日本では13歳、中学1年生から性行為に同意する能力があるとしています。※13歳以上の子どもに対する性行為は成人と同じように扱われる刑法の規定

このため、もしあなたの大切な人たちが、13歳で性的暴行を受けた場合、脅迫されたか、抵抗したかなどを、少年少女自身が具体的に説明しなければなりません。

被害者が激しく抵抗できなければ加害者を罪に問えない「暴行・脅迫要件」また「心神喪失」「抗拒不能」が起訴の要件として残されている「準強制性交等罪」がいまだに存在しているため

私はその事実を知って驚愕でした。



 引用:「13歳」のYES、それは本物?
https://www3.nhk.or.jp/news/html/20200629/k10012487511000.html


抵抗しなかったからYES?


今の日本では、性教育が遅れており中学生でさえも性交について学びません。
それなのに13歳以上で(恐怖や驚愕などにより)抵抗できずに被害にあった場合、それはYESでしょ?とされてしまう現状があります。

不同意であったことを証明しなければならないのは被害者側なのです。


子どもの頃から、性犯罪はすぐそばにあったし、今もそうだと思っています。

大人になってからも子どもへの性教育が世界と余りに遅れており、人権やジェンダー平等教育も後進国だと気付いていましたし、こんな日本じゃ安心して子育てできない…と驚愕でした。

2017年の110年ぶりの、性犯罪民法改正後の2019年に、地裁段階で相次いだ無罪判決は、フラワーデモのきっかけになりました。

国連は2008年に日本に対し、性的同意年齢の引き上げを勧告する所見を採択していますが、明治時代に決まった13歳という年齢は、2017年の刑法改正では変更されませんでした。

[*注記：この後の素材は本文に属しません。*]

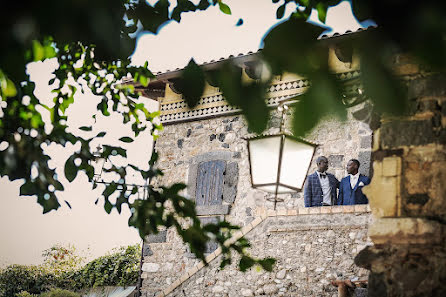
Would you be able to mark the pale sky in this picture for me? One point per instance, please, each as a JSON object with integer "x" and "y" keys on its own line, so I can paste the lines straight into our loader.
{"x": 206, "y": 36}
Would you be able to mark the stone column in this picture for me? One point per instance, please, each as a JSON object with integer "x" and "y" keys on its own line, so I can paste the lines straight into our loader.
{"x": 407, "y": 195}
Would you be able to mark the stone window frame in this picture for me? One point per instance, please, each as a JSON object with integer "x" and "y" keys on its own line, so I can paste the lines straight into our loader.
{"x": 230, "y": 181}
{"x": 230, "y": 185}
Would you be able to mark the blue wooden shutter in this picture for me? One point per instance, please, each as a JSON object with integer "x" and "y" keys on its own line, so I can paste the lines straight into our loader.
{"x": 210, "y": 180}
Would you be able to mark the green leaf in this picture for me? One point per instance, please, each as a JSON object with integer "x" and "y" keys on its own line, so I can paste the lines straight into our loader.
{"x": 224, "y": 8}
{"x": 28, "y": 189}
{"x": 385, "y": 91}
{"x": 126, "y": 139}
{"x": 110, "y": 189}
{"x": 191, "y": 83}
{"x": 267, "y": 263}
{"x": 284, "y": 48}
{"x": 86, "y": 128}
{"x": 38, "y": 51}
{"x": 7, "y": 87}
{"x": 70, "y": 169}
{"x": 108, "y": 206}
{"x": 246, "y": 263}
{"x": 322, "y": 99}
{"x": 280, "y": 11}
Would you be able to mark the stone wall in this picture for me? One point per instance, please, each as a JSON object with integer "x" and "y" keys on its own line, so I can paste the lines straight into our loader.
{"x": 407, "y": 193}
{"x": 311, "y": 251}
{"x": 179, "y": 148}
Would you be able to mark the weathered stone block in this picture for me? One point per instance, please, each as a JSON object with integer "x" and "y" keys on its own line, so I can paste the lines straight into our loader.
{"x": 415, "y": 133}
{"x": 348, "y": 208}
{"x": 433, "y": 85}
{"x": 326, "y": 209}
{"x": 361, "y": 208}
{"x": 337, "y": 209}
{"x": 304, "y": 210}
{"x": 314, "y": 210}
{"x": 150, "y": 267}
{"x": 146, "y": 251}
{"x": 391, "y": 166}
{"x": 208, "y": 210}
{"x": 364, "y": 160}
{"x": 406, "y": 231}
{"x": 336, "y": 161}
{"x": 366, "y": 142}
{"x": 383, "y": 192}
{"x": 157, "y": 238}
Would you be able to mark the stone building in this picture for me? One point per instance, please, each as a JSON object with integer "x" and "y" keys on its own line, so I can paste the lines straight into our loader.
{"x": 204, "y": 148}
{"x": 403, "y": 249}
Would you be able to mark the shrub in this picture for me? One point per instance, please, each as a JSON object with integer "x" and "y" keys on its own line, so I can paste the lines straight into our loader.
{"x": 59, "y": 293}
{"x": 32, "y": 279}
{"x": 119, "y": 268}
{"x": 26, "y": 294}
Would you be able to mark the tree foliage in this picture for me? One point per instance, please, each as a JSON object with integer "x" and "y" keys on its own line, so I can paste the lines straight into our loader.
{"x": 120, "y": 267}
{"x": 92, "y": 45}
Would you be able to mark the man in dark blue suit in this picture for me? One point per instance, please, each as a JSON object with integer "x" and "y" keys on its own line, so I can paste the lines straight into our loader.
{"x": 350, "y": 189}
{"x": 320, "y": 187}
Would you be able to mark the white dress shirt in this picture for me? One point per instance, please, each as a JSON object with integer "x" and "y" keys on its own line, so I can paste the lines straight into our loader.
{"x": 326, "y": 189}
{"x": 354, "y": 180}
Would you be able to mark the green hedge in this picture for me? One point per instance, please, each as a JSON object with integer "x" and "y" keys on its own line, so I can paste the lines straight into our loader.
{"x": 119, "y": 268}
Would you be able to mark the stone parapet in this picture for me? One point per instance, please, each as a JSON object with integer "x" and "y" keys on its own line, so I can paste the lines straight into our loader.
{"x": 273, "y": 225}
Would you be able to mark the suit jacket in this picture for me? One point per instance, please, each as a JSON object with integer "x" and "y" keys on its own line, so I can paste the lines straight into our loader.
{"x": 313, "y": 195}
{"x": 349, "y": 196}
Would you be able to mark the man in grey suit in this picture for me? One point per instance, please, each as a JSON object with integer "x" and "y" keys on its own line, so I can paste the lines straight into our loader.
{"x": 320, "y": 187}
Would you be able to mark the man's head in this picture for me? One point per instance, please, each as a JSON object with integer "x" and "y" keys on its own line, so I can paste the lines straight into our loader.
{"x": 322, "y": 164}
{"x": 352, "y": 166}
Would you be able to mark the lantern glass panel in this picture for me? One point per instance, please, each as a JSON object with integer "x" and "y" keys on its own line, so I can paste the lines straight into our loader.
{"x": 296, "y": 159}
{"x": 264, "y": 158}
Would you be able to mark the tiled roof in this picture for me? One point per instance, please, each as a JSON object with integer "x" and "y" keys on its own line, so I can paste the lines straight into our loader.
{"x": 240, "y": 55}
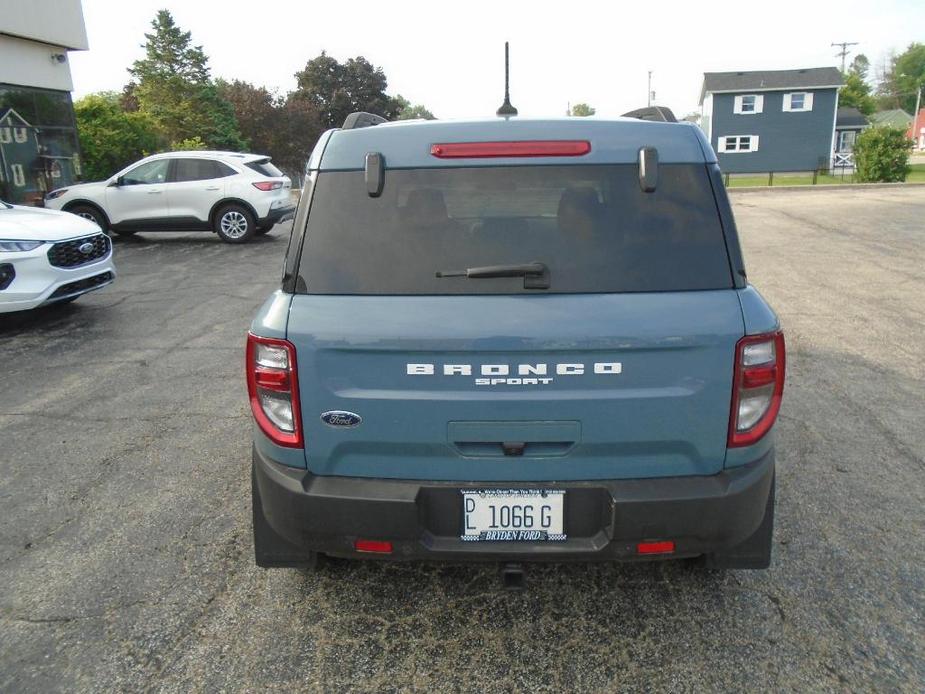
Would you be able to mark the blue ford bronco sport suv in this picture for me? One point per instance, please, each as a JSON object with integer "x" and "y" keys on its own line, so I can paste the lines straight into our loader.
{"x": 513, "y": 340}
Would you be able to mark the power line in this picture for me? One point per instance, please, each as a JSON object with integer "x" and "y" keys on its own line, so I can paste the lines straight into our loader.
{"x": 844, "y": 51}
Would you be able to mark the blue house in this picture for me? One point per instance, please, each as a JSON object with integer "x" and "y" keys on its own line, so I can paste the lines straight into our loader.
{"x": 771, "y": 120}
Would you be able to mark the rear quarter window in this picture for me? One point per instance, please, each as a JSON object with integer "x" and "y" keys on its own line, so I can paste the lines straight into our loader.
{"x": 592, "y": 226}
{"x": 264, "y": 167}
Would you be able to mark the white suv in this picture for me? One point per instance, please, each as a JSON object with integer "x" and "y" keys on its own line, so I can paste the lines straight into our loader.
{"x": 235, "y": 195}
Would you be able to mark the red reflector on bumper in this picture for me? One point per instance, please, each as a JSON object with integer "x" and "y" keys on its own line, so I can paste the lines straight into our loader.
{"x": 663, "y": 547}
{"x": 377, "y": 546}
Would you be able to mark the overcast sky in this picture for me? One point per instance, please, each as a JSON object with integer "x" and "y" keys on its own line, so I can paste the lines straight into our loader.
{"x": 449, "y": 56}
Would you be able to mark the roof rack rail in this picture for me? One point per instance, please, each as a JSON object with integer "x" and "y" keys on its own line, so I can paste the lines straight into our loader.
{"x": 661, "y": 114}
{"x": 361, "y": 119}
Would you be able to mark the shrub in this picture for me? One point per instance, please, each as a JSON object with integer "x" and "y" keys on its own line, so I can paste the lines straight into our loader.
{"x": 881, "y": 155}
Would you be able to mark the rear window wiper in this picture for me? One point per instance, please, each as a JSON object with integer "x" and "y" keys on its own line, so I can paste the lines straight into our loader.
{"x": 536, "y": 275}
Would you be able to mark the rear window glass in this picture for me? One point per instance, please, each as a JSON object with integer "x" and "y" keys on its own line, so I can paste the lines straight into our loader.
{"x": 264, "y": 167}
{"x": 591, "y": 226}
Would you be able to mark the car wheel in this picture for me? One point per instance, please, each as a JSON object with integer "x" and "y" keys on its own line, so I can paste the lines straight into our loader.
{"x": 93, "y": 214}
{"x": 234, "y": 224}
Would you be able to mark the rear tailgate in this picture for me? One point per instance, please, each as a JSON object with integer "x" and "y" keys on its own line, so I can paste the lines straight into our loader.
{"x": 603, "y": 386}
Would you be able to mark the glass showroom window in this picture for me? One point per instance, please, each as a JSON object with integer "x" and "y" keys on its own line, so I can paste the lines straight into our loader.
{"x": 38, "y": 143}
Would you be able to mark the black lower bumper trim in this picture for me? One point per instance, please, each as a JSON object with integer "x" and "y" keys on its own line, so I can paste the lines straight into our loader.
{"x": 423, "y": 520}
{"x": 280, "y": 214}
{"x": 81, "y": 286}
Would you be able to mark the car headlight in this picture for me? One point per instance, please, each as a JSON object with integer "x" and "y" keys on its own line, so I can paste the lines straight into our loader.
{"x": 13, "y": 246}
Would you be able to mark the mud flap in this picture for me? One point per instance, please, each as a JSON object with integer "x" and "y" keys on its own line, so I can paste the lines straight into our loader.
{"x": 754, "y": 552}
{"x": 270, "y": 549}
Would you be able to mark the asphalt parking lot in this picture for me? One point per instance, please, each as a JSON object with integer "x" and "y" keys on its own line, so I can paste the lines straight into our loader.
{"x": 125, "y": 529}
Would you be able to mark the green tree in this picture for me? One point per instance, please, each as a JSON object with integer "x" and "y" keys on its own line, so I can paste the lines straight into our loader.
{"x": 190, "y": 144}
{"x": 860, "y": 66}
{"x": 298, "y": 127}
{"x": 903, "y": 78}
{"x": 338, "y": 89}
{"x": 111, "y": 138}
{"x": 172, "y": 84}
{"x": 882, "y": 155}
{"x": 856, "y": 92}
{"x": 582, "y": 110}
{"x": 409, "y": 111}
{"x": 284, "y": 128}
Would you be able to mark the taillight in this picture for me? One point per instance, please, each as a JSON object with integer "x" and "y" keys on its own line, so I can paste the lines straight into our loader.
{"x": 757, "y": 388}
{"x": 522, "y": 148}
{"x": 273, "y": 388}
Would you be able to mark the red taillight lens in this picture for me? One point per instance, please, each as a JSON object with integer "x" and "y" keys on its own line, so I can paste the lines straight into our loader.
{"x": 533, "y": 148}
{"x": 757, "y": 388}
{"x": 659, "y": 547}
{"x": 377, "y": 546}
{"x": 273, "y": 388}
{"x": 268, "y": 185}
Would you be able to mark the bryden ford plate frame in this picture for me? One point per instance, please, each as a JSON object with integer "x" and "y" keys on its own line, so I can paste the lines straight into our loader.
{"x": 532, "y": 515}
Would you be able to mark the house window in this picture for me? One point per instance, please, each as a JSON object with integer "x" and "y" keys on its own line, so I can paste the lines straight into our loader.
{"x": 737, "y": 143}
{"x": 846, "y": 140}
{"x": 748, "y": 103}
{"x": 798, "y": 101}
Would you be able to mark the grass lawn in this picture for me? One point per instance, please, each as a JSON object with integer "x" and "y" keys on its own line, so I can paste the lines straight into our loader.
{"x": 916, "y": 175}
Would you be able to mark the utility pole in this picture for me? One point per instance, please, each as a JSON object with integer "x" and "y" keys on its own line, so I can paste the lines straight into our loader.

また、2017年の民法改正では、監護者(保護者など)によるわいせつ行為・性交等は、子どもの同意の有無を問わず犯罪となりましたが、教師や家庭教師、コーチ、施設関係者など、子どもを保護・指導する立場の者によるわいせつ行為・性交等はその対象となっておらず、実態に即していません。



内閣府の調査によると、女性の13人に1人、男性の67人に1人が「無理やりに性交をされたことがある」と答えています。
また、公訴しても約6割が不起訴となっているなど、いまだに性被害に遭っても泣き寝入りをせざるを得ない人が多くいます。


勉強会の企画・実施


私は被害者視点からの改正賛成派です。

 今回、党内の自治体議員有志で、大阪大学法学研究科教授、島岡まな教授(刑法専門)をお招きして『性犯罪刑法改正・課題についての学習会』を企画、実施しました。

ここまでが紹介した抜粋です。